DataOps Explained: A Remedy For Ailing Data Pipelines
When it comes to data analytics, you don’t want to know “how the sausage is made.” The state of most data analytics pipelines is deplorable. There are too many steps; too little automation and orchestration; minimal reuse of code and data; and a lack of coordination between stakeholders in business, IT, and operations. The result is poor quality data delivered too late to meet business needs.
Self-service tools were supposed to ameliorate this situation, but in many cases they exacerbated the problem. Business users can now create fancy dashboards but they still depend on IT to deliver workable data sets. And if ambitious analysts create their own data sets—which is easier with the advent of self-service data preparation tools—they invariably create silos of conflicting data shot through with logic and other errors, leaving organizations operating in a veritable Tower of Babel.
New Approach Needed
These problems beg for a new approach to building data analytic solutions. As data pipelines become more complex and development teams grow in size, organizations need to apply standard processes to govern the flow of data from one step of the data lifecycle to the next – from data ingestion and transformation to analysis and reporting. The goal is to increase agility, reduce cycle times, and minimize data defects, giving developers and business users greater confidence in data analytics output.

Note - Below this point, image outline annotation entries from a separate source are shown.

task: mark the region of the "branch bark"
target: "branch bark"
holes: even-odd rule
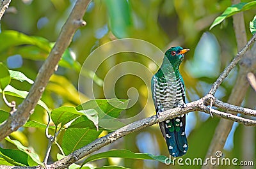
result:
[[[246,119],[241,117],[236,116],[233,114],[228,114],[218,111],[215,109],[210,108],[207,107],[209,103],[209,98],[214,100],[214,105],[216,107],[221,107],[224,110],[230,109],[230,105],[227,103],[223,103],[218,99],[216,99],[212,95],[207,94],[206,96],[191,102],[189,103],[186,104],[184,108],[177,107],[173,109],[166,110],[165,112],[161,112],[158,117],[155,115],[148,118],[145,118],[131,124],[129,124],[122,128],[120,128],[108,135],[99,138],[95,141],[91,142],[87,145],[78,149],[72,154],[68,155],[65,158],[51,164],[47,165],[47,169],[54,169],[54,168],[65,168],[68,167],[71,164],[77,161],[82,158],[95,152],[102,147],[113,143],[116,140],[127,135],[131,133],[136,131],[139,131],[145,128],[150,126],[157,122],[166,121],[167,119],[173,119],[182,114],[186,114],[187,113],[193,112],[193,111],[201,111],[207,114],[212,114],[214,115],[219,117],[222,117],[227,119],[230,119],[233,121],[236,121],[240,122],[246,126],[256,126],[256,121]],[[226,107],[227,106],[227,107]],[[235,108],[235,107],[233,107]],[[231,108],[233,111],[236,113],[241,113],[243,114],[248,114],[255,116],[256,110],[239,107],[237,110]],[[1,166],[1,168],[3,169],[10,169],[10,168],[36,168],[36,169],[43,169],[44,166],[37,166],[33,167],[24,167],[24,166]]]
[[[0,5],[0,20],[2,18],[3,15],[7,8],[9,7],[9,4],[11,3],[11,0],[2,0]]]
[[[56,70],[65,50],[70,45],[77,29],[86,25],[83,20],[86,8],[90,1],[77,0],[68,18],[62,27],[56,43],[49,57],[38,71],[29,94],[9,118],[0,125],[0,140],[23,126],[33,114],[51,76]]]
[[[241,2],[240,0],[232,0],[231,1],[233,4],[237,4]],[[236,38],[237,50],[239,50],[242,48],[244,44],[246,44],[247,41],[247,36],[246,34],[244,16],[243,12],[240,12],[233,15],[233,27]],[[254,39],[255,37],[255,34],[254,34],[253,36]],[[243,48],[242,48],[241,51],[243,51]],[[237,57],[237,55],[236,57]],[[236,57],[234,59],[236,59]],[[236,105],[240,105],[241,104],[249,86],[248,82],[246,80],[246,74],[248,73],[248,72],[252,71],[252,70],[253,69],[253,64],[252,64],[252,55],[250,54],[249,51],[249,52],[247,53],[246,55],[240,62],[241,66],[239,71],[238,73],[237,78],[236,80],[235,85],[232,89],[232,92],[229,96],[229,98],[227,101],[228,103]],[[237,62],[239,60],[237,59]],[[224,80],[223,78],[221,79],[222,81],[223,80]],[[215,152],[217,151],[223,150],[228,134],[231,131],[232,126],[233,122],[232,121],[225,121],[224,119],[220,120],[217,128],[215,129],[215,133],[211,143],[211,145],[209,147],[205,159],[211,157],[211,156],[212,156],[212,154],[215,154]],[[202,166],[202,168],[209,169],[214,168],[216,167],[216,166],[211,165],[211,164],[208,163],[207,165]]]

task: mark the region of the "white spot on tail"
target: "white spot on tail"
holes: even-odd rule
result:
[[[168,134],[166,134],[166,137],[168,137],[168,138],[171,138],[171,136],[169,136]]]

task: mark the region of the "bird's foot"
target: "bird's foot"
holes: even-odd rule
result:
[[[182,103],[180,105],[181,109],[184,110],[185,109],[185,105],[186,104]]]
[[[210,107],[209,107],[209,109],[210,109],[210,115],[211,115],[211,116],[212,117],[213,117],[213,114],[212,114],[212,103],[213,103],[213,102],[214,101],[214,100],[215,100],[215,98],[214,98],[214,96],[212,96],[212,95],[209,95],[209,94],[208,94],[207,95],[207,99],[208,99],[208,101],[210,101]]]

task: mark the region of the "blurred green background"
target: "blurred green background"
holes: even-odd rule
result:
[[[72,0],[12,1],[1,20],[1,33],[8,30],[13,30],[28,36],[40,37],[37,38],[44,38],[42,41],[47,40],[54,42],[74,3],[75,1]],[[191,50],[186,54],[180,68],[186,87],[187,102],[204,96],[237,50],[232,18],[226,19],[220,25],[209,30],[214,18],[230,5],[230,1],[220,0],[93,1],[90,3],[84,17],[87,25],[76,31],[70,46],[67,59],[63,59],[64,61],[58,70],[51,78],[42,100],[49,108],[54,109],[63,105],[76,106],[81,103],[80,99],[84,101],[93,98],[104,98],[106,96],[103,85],[106,75],[111,68],[124,62],[138,62],[155,73],[157,66],[146,56],[132,53],[118,54],[104,61],[99,67],[96,72],[98,78],[93,84],[94,96],[88,92],[91,86],[86,82],[92,81],[90,78],[92,72],[89,70],[85,72],[88,81],[84,81],[83,89],[78,91],[80,69],[90,54],[103,44],[125,38],[145,40],[156,45],[163,52],[171,46],[176,45],[189,48]],[[244,12],[244,24],[248,38],[252,36],[249,22],[255,13],[256,9]],[[20,45],[22,43],[13,43],[13,41],[19,40],[0,39],[1,45],[3,44],[4,46],[0,48],[0,61],[9,69],[20,71],[28,77],[35,80],[49,50],[47,48],[43,50],[36,45]],[[97,61],[100,59],[100,56],[95,59],[95,62],[92,62],[92,65],[95,64]],[[157,61],[161,61],[161,59],[159,59]],[[138,73],[141,73],[141,69],[139,67],[124,68],[127,69],[124,71],[127,72],[131,69]],[[236,67],[232,70],[219,88],[216,95],[218,99],[223,101],[227,100],[238,70],[239,67]],[[116,73],[118,75],[118,72]],[[150,78],[147,77],[147,79],[150,80]],[[113,82],[113,85],[108,85],[114,87],[115,92],[115,96],[110,96],[120,99],[130,98],[131,102],[134,103],[129,109],[122,112],[122,117],[133,117],[143,108],[145,110],[140,114],[138,120],[153,115],[152,100],[150,101],[150,105],[147,104],[148,99],[151,99],[151,94],[148,92],[148,88],[150,87],[148,84],[140,77],[132,75],[126,75],[115,80],[116,82]],[[16,89],[23,91],[29,91],[31,87],[26,82],[12,81],[11,84]],[[128,92],[131,94],[128,94],[128,89],[131,87],[136,88],[138,92],[133,90]],[[109,96],[108,98],[109,98]],[[255,109],[255,92],[250,88],[243,106]],[[22,100],[12,96],[8,96],[7,98],[8,100],[14,99],[18,103]],[[0,101],[0,108],[9,111],[2,100]],[[215,127],[220,120],[216,117],[209,117],[209,115],[201,112],[188,114],[186,134],[188,136],[189,148],[184,158],[204,159],[205,157]],[[42,107],[37,106],[30,119],[47,124],[47,113]],[[10,136],[30,147],[40,154],[43,159],[47,144],[44,132],[44,129],[22,128]],[[105,134],[106,132],[102,135]],[[244,138],[248,135],[251,140],[247,140],[245,143]],[[246,128],[235,124],[223,151],[224,156],[237,158],[241,161],[254,160],[255,163],[255,128]],[[6,147],[12,147],[4,141],[1,143]],[[98,152],[111,149],[126,149],[134,152],[168,156],[158,125],[129,135]],[[51,161],[56,160],[57,152],[58,149],[54,145],[51,154]],[[247,159],[248,154],[251,158],[250,159]],[[214,156],[212,154],[212,156]],[[170,168],[170,166],[157,161],[118,158],[101,159],[92,164],[97,166],[118,165],[131,168]],[[171,167],[200,168],[200,166],[178,165]],[[220,166],[220,168],[233,168],[234,166]],[[237,166],[236,168],[243,168]]]

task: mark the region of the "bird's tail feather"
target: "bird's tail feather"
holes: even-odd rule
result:
[[[170,154],[173,157],[184,155],[188,149],[184,121],[182,121],[182,118],[176,117],[164,122],[165,138],[168,149]]]

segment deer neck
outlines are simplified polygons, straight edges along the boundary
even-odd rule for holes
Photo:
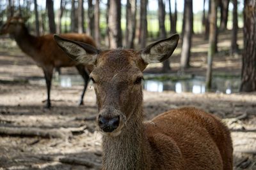
[[[14,39],[21,50],[32,58],[34,58],[36,53],[36,45],[38,43],[37,38],[29,34],[25,27],[22,27],[14,34]]]
[[[149,169],[149,143],[144,133],[142,107],[116,137],[103,136],[103,169]]]

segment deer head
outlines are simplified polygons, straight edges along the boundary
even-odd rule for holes
[[[97,124],[108,136],[122,133],[127,122],[136,117],[138,110],[142,110],[143,71],[148,64],[168,59],[177,47],[179,38],[179,34],[174,34],[139,52],[100,51],[89,45],[54,36],[58,45],[73,60],[95,65],[90,77],[99,112]]]
[[[10,34],[11,36],[19,34],[25,26],[26,18],[13,17],[8,19],[0,29],[0,35]]]

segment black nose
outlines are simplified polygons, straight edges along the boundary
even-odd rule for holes
[[[112,132],[119,125],[119,116],[109,118],[99,116],[99,126],[105,132]]]

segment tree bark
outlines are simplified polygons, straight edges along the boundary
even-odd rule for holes
[[[168,0],[169,3],[169,15],[170,15],[170,22],[171,25],[170,27],[170,33],[171,34],[174,34],[177,32],[176,30],[176,22],[177,22],[177,4],[176,4],[176,0],[175,0],[175,10],[174,14],[172,13],[172,6],[171,6],[171,0]]]
[[[192,16],[191,15],[192,10],[192,0],[185,0],[184,9],[184,31],[182,40],[182,47],[180,57],[180,67],[184,70],[189,66],[190,49],[191,46],[192,38]]]
[[[221,0],[220,2],[221,7],[220,29],[227,29],[227,24],[228,17],[228,5],[230,0]]]
[[[106,20],[107,21],[107,23],[106,23],[107,24],[107,29],[106,30],[106,45],[107,46],[108,46],[108,48],[110,48],[110,36],[109,36],[109,27],[108,26],[109,24],[109,22],[108,22],[108,14],[109,13],[109,0],[107,1],[106,6],[106,6]]]
[[[210,31],[207,57],[207,70],[206,73],[206,88],[211,88],[212,58],[215,54],[215,37],[217,34],[217,0],[211,1],[211,13],[209,17]]]
[[[61,33],[61,18],[63,15],[63,11],[65,10],[65,8],[66,6],[66,1],[61,0],[60,1],[60,10],[58,15],[58,23],[57,23],[57,33]]]
[[[78,0],[78,33],[84,32],[84,1]]]
[[[209,0],[208,2],[208,14],[205,18],[205,39],[209,39],[209,34],[210,32],[210,14],[211,8],[211,0]]]
[[[140,43],[141,48],[146,46],[147,37],[147,0],[140,1]]]
[[[240,91],[256,91],[256,0],[244,2],[244,52]]]
[[[137,1],[127,0],[125,46],[128,48],[134,48],[134,39],[136,28]]]
[[[95,7],[94,10],[95,16],[95,32],[94,36],[97,46],[100,45],[100,1],[95,1]]]
[[[71,32],[77,32],[77,17],[76,17],[76,1],[72,0],[71,1],[71,24],[70,24],[70,30]]]
[[[46,0],[46,8],[47,9],[49,27],[50,29],[50,32],[52,34],[56,33],[54,10],[53,8],[52,0]]]
[[[121,1],[109,1],[109,13],[108,15],[110,48],[116,48],[122,45],[121,30]]]
[[[203,17],[202,18],[202,25],[205,27],[205,0],[204,0]]]
[[[36,0],[34,0],[34,6],[35,6],[35,15],[36,18],[36,36],[40,36],[39,18],[38,18],[38,11],[37,10]]]
[[[87,27],[87,32],[91,36],[94,37],[94,7],[92,4],[92,0],[88,0],[88,26]]]
[[[238,45],[237,41],[237,29],[238,29],[238,22],[237,22],[237,0],[233,0],[233,28],[232,32],[232,39],[231,39],[231,51],[230,54],[232,55],[237,55],[238,53]]]
[[[158,20],[159,24],[159,38],[164,39],[166,38],[166,32],[165,30],[165,8],[163,0],[158,0]],[[164,61],[163,63],[162,70],[163,72],[168,72],[171,69],[170,67],[169,60]]]

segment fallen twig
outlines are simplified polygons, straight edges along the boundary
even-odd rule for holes
[[[86,160],[84,158],[77,157],[65,157],[63,156],[60,157],[51,157],[51,156],[41,156],[37,157],[38,159],[46,160],[46,161],[55,161],[63,164],[68,164],[72,165],[84,166],[88,167],[97,167],[100,168],[101,165],[91,160]]]
[[[239,121],[239,120],[244,119],[244,118],[247,118],[247,117],[248,117],[247,113],[244,113],[244,114],[242,114],[242,115],[239,115],[238,117],[235,117],[235,118],[224,118],[224,119],[223,119],[223,121],[224,121],[224,122],[228,122],[230,124],[233,124],[233,123],[234,123],[234,122],[237,122],[237,121]]]
[[[0,134],[41,136],[48,138],[68,138],[72,133],[83,132],[86,126],[70,128],[42,129],[31,127],[0,127]]]

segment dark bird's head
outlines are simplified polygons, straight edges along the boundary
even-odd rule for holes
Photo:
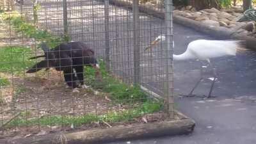
[[[41,48],[44,51],[44,55],[32,57],[30,58],[29,60],[42,57],[45,58],[45,59],[33,65],[26,72],[26,73],[34,73],[42,70],[42,68],[46,68],[46,70],[48,70],[50,67],[54,67],[56,66],[56,58],[54,52],[51,51],[46,44],[44,42],[41,44]]]

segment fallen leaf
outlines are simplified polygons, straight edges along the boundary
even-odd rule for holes
[[[111,102],[111,100],[109,99],[109,98],[108,98],[107,96],[105,96],[105,99],[109,101],[109,102]]]
[[[44,135],[45,134],[47,134],[45,131],[41,130],[41,131],[39,132],[39,133],[36,134],[36,136],[42,136],[42,135]]]
[[[26,135],[26,136],[24,136],[24,138],[27,138],[27,137],[28,137],[28,136],[30,136],[31,135],[33,135],[33,134],[28,134],[27,135]]]
[[[142,121],[145,123],[148,123],[148,120],[147,120],[147,118],[145,117],[142,117]]]

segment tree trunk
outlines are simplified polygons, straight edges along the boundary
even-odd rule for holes
[[[236,0],[233,0],[233,5],[236,6]]]
[[[244,11],[252,8],[252,0],[243,0],[243,7]]]
[[[195,5],[198,10],[211,8],[220,9],[220,3],[218,0],[195,0]]]

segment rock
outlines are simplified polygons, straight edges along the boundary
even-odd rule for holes
[[[200,17],[197,17],[195,20],[196,21],[202,21],[202,20],[209,20],[209,19],[206,15],[200,15]]]
[[[219,17],[228,19],[229,17],[234,17],[234,16],[232,15],[231,14],[229,14],[228,13],[221,12],[219,15]]]
[[[218,21],[218,19],[217,19],[217,17],[209,17],[211,20],[214,20],[214,21]]]
[[[184,11],[184,10],[186,10],[186,8],[185,8],[185,7],[182,7],[182,8],[180,9],[180,10],[181,10],[181,11]]]
[[[190,10],[190,11],[195,12],[196,12],[196,9],[195,8],[192,8],[191,10]]]
[[[253,31],[255,29],[255,25],[253,22],[247,23],[243,29],[248,31]]]
[[[219,24],[220,24],[220,26],[225,26],[225,27],[227,27],[228,26],[228,24],[226,24],[225,22],[223,22],[223,21],[220,21],[219,22]]]
[[[242,16],[242,13],[232,13],[232,15],[237,17],[240,17]]]
[[[186,10],[191,10],[192,9],[192,8],[193,8],[193,6],[186,6]]]
[[[210,13],[209,15],[210,16],[216,17],[217,17],[217,16],[218,16],[217,13]]]
[[[234,19],[235,19],[235,17],[234,17],[234,16],[232,16],[232,17],[227,17],[227,19],[228,19],[228,20],[234,20]]]
[[[205,14],[205,15],[208,15],[208,14],[209,14],[209,12],[205,12],[205,11],[204,11],[204,10],[200,10],[200,12],[202,13]]]
[[[179,10],[175,10],[173,11],[173,13],[178,13],[179,12],[180,12],[180,11]]]
[[[236,26],[236,24],[230,24],[230,25],[228,25],[228,28],[234,28],[234,27],[235,27],[235,26]]]
[[[189,13],[186,13],[186,12],[182,12],[182,13],[180,13],[179,15],[182,15],[182,16],[183,16],[183,17],[186,17],[192,16],[191,14],[190,14]]]
[[[202,15],[202,13],[200,12],[196,12],[195,13],[194,13],[194,14],[196,14],[196,15]]]
[[[219,20],[219,21],[222,21],[226,23],[227,24],[229,25],[230,24],[230,21],[229,21],[228,19],[223,18]]]
[[[202,20],[202,22],[203,22],[204,24],[205,24],[209,26],[219,26],[219,22],[212,20]]]
[[[211,9],[205,9],[204,10],[204,11],[209,12],[209,13],[220,13],[220,11],[214,8],[212,8]]]

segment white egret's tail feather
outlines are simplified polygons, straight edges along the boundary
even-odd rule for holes
[[[246,51],[256,51],[256,40],[237,41],[237,52],[243,53]]]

This is the vision of DataOps, an emerging methodology for building data analytic solutions that deliver business value. Building on modern principles of software engineering, DataOps applies rigor to developing, testing, and deploying code that manages data flows and delivers analytic solutions. The goal is to foster greater collaboration among development, test, operations, and business teams and create a culture of continuous improvement.
DataOps uses automated testing, orchestration, collaborative development, containerization, and monitoring to continuously accelerate output and improve data quality. As one DataOps practitioner from a Fortune 50 company says, “DataOps consists of a stream of steps required to deliver value to the customer. We automate those steps where possible, minimize waste and redundancy, and foster a culture of continuous improvement.”
Roots in Software Engineering
DataOps stems from the DevOps movement in the software engineering world which bridges the traditional gap between development, QA, and operations so the technical teams can deliver high-quality output at an ever faster pace. Similarly, DataOps brings together data stakeholders, such as data architects, data engineers, data scientists, data analysts, application developers, and IT operations.
DataOps also borrows heavily from Agile, Lean, DevOps, and Total Quality Management. Like Agile, DataOps emphasizes the use of self-organizing teams with business involvement and short (i.e., 2-3 week) development sprints that deliver fully tested code. Like Lean, DataOps focuses on efficiency, using version control systems and code repositories that foster parallel development and code reuse. And like Total Quality Management, DataOps espouses continuous testing, monitoring, and benchmarking to detect issues before they turn into major problems.
DataOps Tools
In its 2018 report, “DataOps: Industrializing Data and Analytics”, Eckerson Group interviewed numerous vendors that offer DataOps tools. DataOps is a broad category that encompasses a range of solutions, from data engineering platforms and orchestration toolsets to data warehousing automation and data science platforms.
Many provide a DataOps platform that makes it easy for data engineers and operations personnel to build simple or complex data analytics pipelines. Some, like DataKitchen, orchestrate the flow of data and code using whatever data engineering and analytics tools an organization already uses. Others, such as InfoWorks, Tamr, and Composable Analytics, provide a single, integrated, end-to-end solution that makes it easy for data engineers and even savvy business users to build, test, and monitor data pipelines. Nexla offers a cloud-based solution that manages and automates inter-company data pipelines.
In addition, some DataOps solutions are targeted at specific segments of the analytics market. For example, vendors such as TimeXtender and WhereScape, target the data warehousing market, although their automation platforms now extend into big data and cloud platforms. Data science platforms, such as DataRobot, provide a one-stop shop for building, deploying, and monitoring analytical and machine learning models. Podium Data, Zaloni, Cloudera, Hortonworks, and others provide one-stop shops for managing big data pipelines.
(To see a DataOps technology framework that Eckerson Group created this year, see "Diving into DataOps: The Underbelly of Modern Data Pipelines".)
It’s All About the Culture
Although DataOps platforms can dramatically accelerate cycle times, freeing up engineering resources, most DataOps practitioners are quick to say that DataOps requires a cultural transformation. “Our goal is to create a culture of continuous improvement. That requires a transformation in the way people think, act, and communicate.”